Sparks: Mahmoud Khalil’s attorneys to turn to US supreme court after ruling paves way for deportation
The state's morality of order is simply its will to power, dressed in the respectable robes of the law to conceal the raw desire to expel the unfamiliar.
Consider that the judges who decide this case, the petitioner who pleads it, and the public that debates it will soon be dust and forgotten.
Democratic majorities, loving equality among themselves, often display a peculiar tyranny in defining who shall be granted the privilege of that equality.
When a government can strip a man of his place by appealing to the letter of a law written without his consent, it mocks the very rights it claims to protect.
Why do millions consent to the machinery that removes one, when the simple refusal to turn the key would halt the entire engine?

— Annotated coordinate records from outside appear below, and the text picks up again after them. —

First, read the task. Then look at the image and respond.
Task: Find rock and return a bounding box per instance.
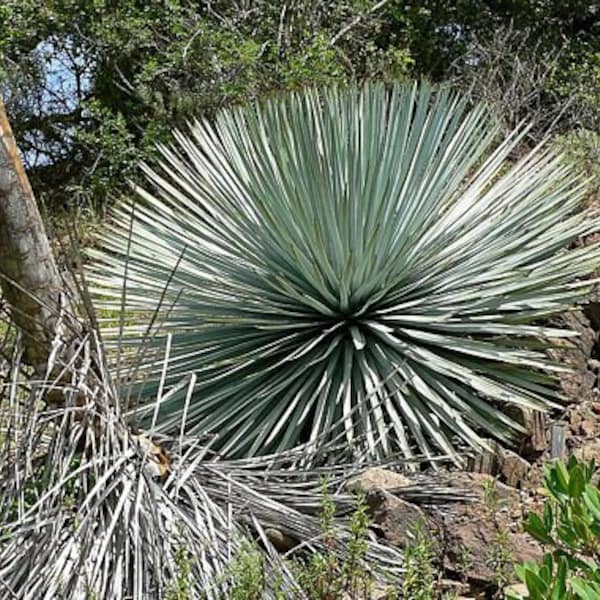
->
[498,448,531,487]
[265,527,298,552]
[426,474,543,584]
[579,419,596,437]
[469,440,531,487]
[366,488,437,547]
[346,467,411,494]
[573,438,600,462]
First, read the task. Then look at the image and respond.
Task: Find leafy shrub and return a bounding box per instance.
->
[401,523,439,600]
[510,457,600,600]
[92,84,600,462]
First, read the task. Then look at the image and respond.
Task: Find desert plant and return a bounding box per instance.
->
[511,457,600,600]
[91,84,600,462]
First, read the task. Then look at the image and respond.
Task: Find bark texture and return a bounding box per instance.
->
[0,98,61,371]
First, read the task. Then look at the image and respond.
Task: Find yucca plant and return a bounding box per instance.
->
[0,314,414,600]
[91,84,600,461]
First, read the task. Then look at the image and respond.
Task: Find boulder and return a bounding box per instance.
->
[346,467,411,494]
[366,488,437,547]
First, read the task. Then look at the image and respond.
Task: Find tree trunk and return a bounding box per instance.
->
[0,98,62,372]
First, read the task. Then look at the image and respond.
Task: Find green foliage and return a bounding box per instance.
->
[0,0,410,210]
[556,129,600,201]
[227,543,266,600]
[294,481,373,600]
[165,546,192,600]
[401,523,438,600]
[510,457,600,600]
[0,0,600,210]
[90,84,600,462]
[225,480,373,600]
[480,477,514,590]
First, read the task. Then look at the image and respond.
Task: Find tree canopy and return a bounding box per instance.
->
[0,0,600,209]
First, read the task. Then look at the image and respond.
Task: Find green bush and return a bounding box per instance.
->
[513,457,600,600]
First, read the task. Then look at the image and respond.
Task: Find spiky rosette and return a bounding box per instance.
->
[92,85,599,457]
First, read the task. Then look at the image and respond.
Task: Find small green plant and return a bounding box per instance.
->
[509,457,600,600]
[295,481,373,600]
[165,546,192,600]
[401,522,437,600]
[228,542,266,600]
[483,478,513,590]
[486,527,514,590]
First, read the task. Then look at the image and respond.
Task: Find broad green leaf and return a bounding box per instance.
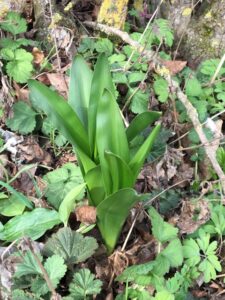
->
[96,90,129,195]
[97,188,140,253]
[88,54,115,154]
[105,151,136,194]
[126,111,161,142]
[69,268,102,300]
[0,195,25,217]
[68,55,93,130]
[43,227,98,265]
[59,183,86,226]
[0,180,34,209]
[6,101,36,134]
[148,207,178,243]
[84,166,105,207]
[28,80,90,156]
[6,49,33,83]
[153,78,169,103]
[43,163,84,209]
[127,88,149,114]
[129,125,160,177]
[0,208,61,242]
[185,78,203,97]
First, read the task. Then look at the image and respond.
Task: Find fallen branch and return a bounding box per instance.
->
[84,21,225,194]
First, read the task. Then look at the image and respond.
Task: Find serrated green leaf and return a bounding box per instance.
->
[95,38,113,56]
[14,250,43,277]
[59,183,86,226]
[185,78,203,97]
[148,207,178,243]
[183,239,201,266]
[153,78,169,103]
[43,227,98,265]
[154,291,175,300]
[160,239,183,268]
[0,208,61,242]
[6,101,36,134]
[6,49,33,83]
[69,269,102,300]
[43,163,84,209]
[0,48,14,61]
[0,11,27,35]
[44,255,67,287]
[12,289,40,300]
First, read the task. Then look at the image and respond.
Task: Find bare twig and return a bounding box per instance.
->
[85,22,225,194]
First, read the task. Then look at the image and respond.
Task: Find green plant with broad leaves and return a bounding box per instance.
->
[28,54,160,253]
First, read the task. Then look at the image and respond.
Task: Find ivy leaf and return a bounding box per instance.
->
[153,78,169,103]
[14,250,43,277]
[6,49,33,83]
[0,11,27,35]
[6,101,36,134]
[185,78,203,97]
[148,207,178,243]
[95,38,113,56]
[43,163,84,209]
[43,227,98,265]
[69,269,102,300]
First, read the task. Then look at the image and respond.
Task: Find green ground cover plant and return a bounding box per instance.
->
[28,55,160,253]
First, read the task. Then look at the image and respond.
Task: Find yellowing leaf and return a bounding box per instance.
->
[182,7,192,17]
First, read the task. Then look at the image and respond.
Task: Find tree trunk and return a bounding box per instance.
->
[155,0,225,66]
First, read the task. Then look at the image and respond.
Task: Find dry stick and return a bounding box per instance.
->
[24,238,61,300]
[85,22,225,194]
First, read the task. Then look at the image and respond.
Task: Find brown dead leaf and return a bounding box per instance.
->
[177,199,210,234]
[16,136,52,166]
[32,47,45,65]
[47,73,69,98]
[13,81,30,103]
[162,60,187,75]
[109,251,129,276]
[75,205,96,225]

Observe how the legal mechanism, like a water screw, is designed for a single directional motion - to lift a ruling upward while pressing a person out.
A system that denies fundamental appeal educates citizens in passive obedience, training them to accept arbitrary power as a natural force.
The attorneys prepare their papers with a meticulous, quiet despair, the sort that precedes a long journey whose destination is already known to everyone in the room.
Before tearing down the last gate of appeal, one should first understand why our ancestors, in their wild wisdom, decided to build so many.
In Delhi, the Sultan's *farman* could be appealed; in the Maldives, the judge's decree was final; here, I observe another variation on the theme of finality.
It is a most efficient and logical system, where we first construct a labyrinth of laws and then commend ourselves for finding the sole exit that points over a border.